If you run your original code with the SGD or Nesterov optimizer, do you find that it instantly fails? See:

I noticed the same thing with the same regression task, but unfortunately I couldn’t figure out why it couldn’t fit in the same way either. Understanding this / getting it to work would be very fruitful.

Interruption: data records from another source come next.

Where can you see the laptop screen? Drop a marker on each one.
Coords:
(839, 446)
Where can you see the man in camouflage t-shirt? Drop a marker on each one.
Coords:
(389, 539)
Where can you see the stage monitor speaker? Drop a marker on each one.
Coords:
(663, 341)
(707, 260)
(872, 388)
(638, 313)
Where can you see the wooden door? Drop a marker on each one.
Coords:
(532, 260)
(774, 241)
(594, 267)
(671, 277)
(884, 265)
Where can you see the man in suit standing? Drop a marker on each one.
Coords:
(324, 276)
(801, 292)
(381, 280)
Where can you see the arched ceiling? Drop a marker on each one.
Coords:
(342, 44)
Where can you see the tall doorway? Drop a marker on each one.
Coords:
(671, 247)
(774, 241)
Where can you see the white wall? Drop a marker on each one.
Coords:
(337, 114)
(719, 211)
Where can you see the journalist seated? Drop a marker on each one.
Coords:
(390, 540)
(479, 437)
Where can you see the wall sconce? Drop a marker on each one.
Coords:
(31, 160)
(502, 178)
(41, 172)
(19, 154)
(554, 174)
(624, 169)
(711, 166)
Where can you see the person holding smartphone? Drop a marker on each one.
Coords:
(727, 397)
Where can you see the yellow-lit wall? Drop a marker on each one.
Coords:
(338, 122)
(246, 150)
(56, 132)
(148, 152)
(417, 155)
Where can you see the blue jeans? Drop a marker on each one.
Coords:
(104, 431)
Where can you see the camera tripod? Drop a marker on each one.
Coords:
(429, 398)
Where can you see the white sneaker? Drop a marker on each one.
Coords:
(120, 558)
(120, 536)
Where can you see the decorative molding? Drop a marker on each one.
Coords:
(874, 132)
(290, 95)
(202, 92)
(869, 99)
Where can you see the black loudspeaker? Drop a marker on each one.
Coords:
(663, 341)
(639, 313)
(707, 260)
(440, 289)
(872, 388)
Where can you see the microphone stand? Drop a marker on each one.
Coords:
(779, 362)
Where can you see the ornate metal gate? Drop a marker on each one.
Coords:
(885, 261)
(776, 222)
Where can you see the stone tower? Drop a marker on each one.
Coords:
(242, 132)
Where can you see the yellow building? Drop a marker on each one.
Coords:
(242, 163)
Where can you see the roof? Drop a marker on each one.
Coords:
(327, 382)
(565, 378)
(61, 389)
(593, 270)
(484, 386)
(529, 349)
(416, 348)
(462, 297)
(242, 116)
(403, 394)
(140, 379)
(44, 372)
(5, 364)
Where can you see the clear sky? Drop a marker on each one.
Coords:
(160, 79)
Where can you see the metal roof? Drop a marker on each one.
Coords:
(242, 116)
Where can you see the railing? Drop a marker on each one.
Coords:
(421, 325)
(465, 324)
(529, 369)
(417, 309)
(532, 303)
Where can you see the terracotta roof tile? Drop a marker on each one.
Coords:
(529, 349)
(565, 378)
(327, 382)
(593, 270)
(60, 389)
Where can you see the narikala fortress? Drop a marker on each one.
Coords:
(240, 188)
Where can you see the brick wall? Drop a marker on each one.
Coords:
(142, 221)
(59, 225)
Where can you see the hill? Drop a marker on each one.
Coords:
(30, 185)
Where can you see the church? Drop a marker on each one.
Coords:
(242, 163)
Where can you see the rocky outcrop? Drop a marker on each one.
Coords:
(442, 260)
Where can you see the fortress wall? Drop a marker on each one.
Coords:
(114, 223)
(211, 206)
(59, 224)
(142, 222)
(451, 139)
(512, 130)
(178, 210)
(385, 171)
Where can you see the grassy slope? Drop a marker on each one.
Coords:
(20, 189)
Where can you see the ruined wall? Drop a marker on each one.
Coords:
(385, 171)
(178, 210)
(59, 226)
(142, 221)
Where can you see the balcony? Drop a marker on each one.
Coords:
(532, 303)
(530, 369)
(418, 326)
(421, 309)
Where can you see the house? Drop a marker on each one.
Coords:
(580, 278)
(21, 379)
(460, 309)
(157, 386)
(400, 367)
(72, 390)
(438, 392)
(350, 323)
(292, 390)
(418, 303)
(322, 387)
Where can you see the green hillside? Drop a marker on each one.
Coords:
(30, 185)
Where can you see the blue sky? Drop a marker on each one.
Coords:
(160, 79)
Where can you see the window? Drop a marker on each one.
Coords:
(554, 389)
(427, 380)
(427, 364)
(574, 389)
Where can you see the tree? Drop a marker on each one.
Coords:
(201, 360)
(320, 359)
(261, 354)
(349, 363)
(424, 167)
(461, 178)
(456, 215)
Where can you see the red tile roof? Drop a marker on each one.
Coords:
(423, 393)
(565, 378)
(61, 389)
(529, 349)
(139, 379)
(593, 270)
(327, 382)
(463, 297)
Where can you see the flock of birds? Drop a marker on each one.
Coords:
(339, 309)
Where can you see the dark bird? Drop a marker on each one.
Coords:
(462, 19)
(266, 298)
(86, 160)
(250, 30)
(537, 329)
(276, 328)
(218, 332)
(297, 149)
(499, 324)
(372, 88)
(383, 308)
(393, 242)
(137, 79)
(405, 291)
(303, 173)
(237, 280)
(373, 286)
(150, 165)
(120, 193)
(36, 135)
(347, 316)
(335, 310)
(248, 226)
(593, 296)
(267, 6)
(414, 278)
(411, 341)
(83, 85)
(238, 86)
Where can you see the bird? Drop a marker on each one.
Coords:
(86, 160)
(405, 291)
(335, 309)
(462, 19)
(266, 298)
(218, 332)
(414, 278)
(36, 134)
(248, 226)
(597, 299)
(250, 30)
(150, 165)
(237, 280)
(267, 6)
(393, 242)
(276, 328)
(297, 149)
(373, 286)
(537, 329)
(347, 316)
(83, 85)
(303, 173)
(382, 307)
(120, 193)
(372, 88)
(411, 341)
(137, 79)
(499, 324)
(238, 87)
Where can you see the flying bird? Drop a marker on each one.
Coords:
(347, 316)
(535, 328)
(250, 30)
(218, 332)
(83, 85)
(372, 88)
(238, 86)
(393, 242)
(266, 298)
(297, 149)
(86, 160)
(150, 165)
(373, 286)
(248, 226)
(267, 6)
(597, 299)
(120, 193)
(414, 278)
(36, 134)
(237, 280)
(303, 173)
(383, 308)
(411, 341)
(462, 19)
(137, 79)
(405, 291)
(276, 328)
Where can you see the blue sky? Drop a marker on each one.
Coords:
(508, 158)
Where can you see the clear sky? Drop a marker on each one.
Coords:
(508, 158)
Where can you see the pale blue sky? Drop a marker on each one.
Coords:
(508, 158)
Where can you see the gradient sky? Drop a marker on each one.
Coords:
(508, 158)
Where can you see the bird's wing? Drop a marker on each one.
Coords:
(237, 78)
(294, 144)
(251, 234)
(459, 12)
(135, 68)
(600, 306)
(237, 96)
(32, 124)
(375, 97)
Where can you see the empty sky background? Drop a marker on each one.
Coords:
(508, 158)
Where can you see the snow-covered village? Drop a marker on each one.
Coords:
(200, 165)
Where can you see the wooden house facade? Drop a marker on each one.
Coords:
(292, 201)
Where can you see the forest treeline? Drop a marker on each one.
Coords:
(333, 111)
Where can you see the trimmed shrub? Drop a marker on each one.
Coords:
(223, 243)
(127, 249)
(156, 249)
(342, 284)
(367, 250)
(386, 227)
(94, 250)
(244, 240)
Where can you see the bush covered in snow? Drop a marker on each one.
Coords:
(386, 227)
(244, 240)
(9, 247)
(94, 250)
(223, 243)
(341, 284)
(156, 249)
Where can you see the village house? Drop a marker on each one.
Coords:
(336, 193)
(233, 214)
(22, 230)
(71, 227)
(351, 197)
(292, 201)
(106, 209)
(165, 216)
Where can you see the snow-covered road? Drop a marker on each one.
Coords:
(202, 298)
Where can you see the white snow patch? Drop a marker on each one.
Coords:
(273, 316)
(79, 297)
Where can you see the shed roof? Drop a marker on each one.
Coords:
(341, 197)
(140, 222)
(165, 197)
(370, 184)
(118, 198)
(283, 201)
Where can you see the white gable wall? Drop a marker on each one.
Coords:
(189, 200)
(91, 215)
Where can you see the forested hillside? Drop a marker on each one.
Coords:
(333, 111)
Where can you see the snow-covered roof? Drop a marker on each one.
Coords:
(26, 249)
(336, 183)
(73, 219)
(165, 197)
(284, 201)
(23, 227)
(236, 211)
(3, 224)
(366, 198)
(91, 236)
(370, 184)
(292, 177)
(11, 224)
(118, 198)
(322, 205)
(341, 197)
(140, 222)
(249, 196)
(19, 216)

I haven’t read it yet but this paper might have some clues: https://arxiv.org/abs/1906.02506

So This turns out to be (weirdly?!) a broadcasting issue. This block of code works fine:

``````N_FIT=35000
layer_sizes = [120]
lsd = 1.
bsd = 1.
noise_sd = 1e-2
with pm.Model() as model_full:
prev_lyr = X_train.shape[1]
layers = [X_train]
for j, n_hidden in enumerate(layer_sizes):
ell = np.sqrt(6/(prev_lyr + n_hidden))
winit = np.random.uniform(-ell, ell, size=(prev_lyr, n_hidden))
weights = pm.Normal('w_%d' % (j+1), 0, lsd, testval=winit, shape=winit.shape)
biases = pm.Normal('b_%d' % (j+1), 0, bsd, shape=n_hidden)
layer = tt.nnet.relu(tt.dot(layers[j], weights) + biases, alpha=0.1)
prev_lyr = n_hidden
layers.append(layer)
# output layer
ell = np.sqrt(6./(prev_lyr + 1))
winit = np.random.uniform(-ell, ell, size=(prev_lyr,))
wout = pm.Normal('w_out', 0, lsd, shape=(prev_lyr,), testval=winit)
out_layer = pm.Deterministic('net_output', tt.dot(layers[-1], wout))
output = pm.Normal('output', mu=out_layer, sd=noise_sd, observed=y_train, total_size=y_train.shape[0])
layers.append(output)
tracker = pm.callbacks.Tracker(
mean=advi.approx.mean.eval,  # callable that returns mean
std=advi.approx.std.eval  # callable that returns std
)
ppc = pm.sample_posterior_predictive(trace, vars=[out_layer, output])
prpc = pm.sample_prior_predictive(1000)

plt.yscale('log');
plt.figure()
y_pred = ppc['output']
odr = np.argsort(X_train[:,0])
plt.scatter(X_train[odr,0], y_train[odr])
y_mean = np.mean(y_pred, axis=0)
plt.plot(X_train[odr,0], y_mean[odr], color='red')

``````

But this small change

``````    winit = np.random.uniform(-ell, ell, size=(prev_lyr,1))
wout = pm.Normal('w_out', 0, lsd, shape=(prev_lyr,1), testval=winit)
``````

Breaks the convergence. Pymc4 could definitely use some kind of warning or better documentation about broadcasting pitfalls…

2 Likes

How could a theano/numpy broadcasting issue possibly cause such a difference in model output? This is legitimately fascinating.